Wie Studien zeigen, fällt die Immunantwort von Kindern auf Impfungen gegen Tetanus und Tuberkulose abhängig von ihrem Mikrobiom stärker oder schwächer aus. Ein weiteres Beispiel ist die Ansprechrate auf Influenza-Impfstoffe, die in der älteren Bevölkerung nur bis zu 20 Prozent betragen kann. Grund hierfür ist vor allem die nachlassende Leistungsfähigkeit des Immunsystems, welches wiederum von der Mikrobiota beeinflusst wird.

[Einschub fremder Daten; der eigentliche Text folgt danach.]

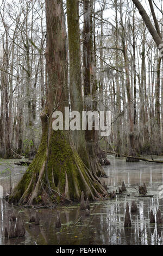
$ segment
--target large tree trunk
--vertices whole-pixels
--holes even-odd
[[[68,106],[67,35],[62,1],[46,3],[48,88],[41,115],[42,139],[35,158],[10,201],[32,204],[45,198],[53,202],[60,197],[79,200],[82,191],[86,197],[95,199],[105,190],[85,169],[68,132],[52,129],[54,111],[57,108],[64,113],[65,106]]]
[[[83,65],[84,65],[84,108],[86,111],[97,110],[97,84],[95,56],[92,54],[92,7],[93,1],[84,1],[84,28],[83,28]],[[95,129],[85,131],[87,149],[90,156],[91,169],[97,175],[105,175],[99,163],[102,156],[97,132]]]
[[[72,111],[78,111],[82,116],[83,101],[82,92],[81,58],[79,20],[79,2],[67,0],[67,15],[70,56],[70,90]],[[82,122],[81,119],[80,126]],[[73,131],[76,148],[82,161],[90,168],[86,151],[84,131]]]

Die Einnahme von Probiotika vor einer Impfung könnte – so die Hoffnung – die Impfantwort verbessern. Mausstudien zu Influenza- und Cholera-Impfungen zeigen, dass es einen positiven Zusammenhang zwischen der Einnahme von Probiotika und der systemischen Immunantwort geben könnte.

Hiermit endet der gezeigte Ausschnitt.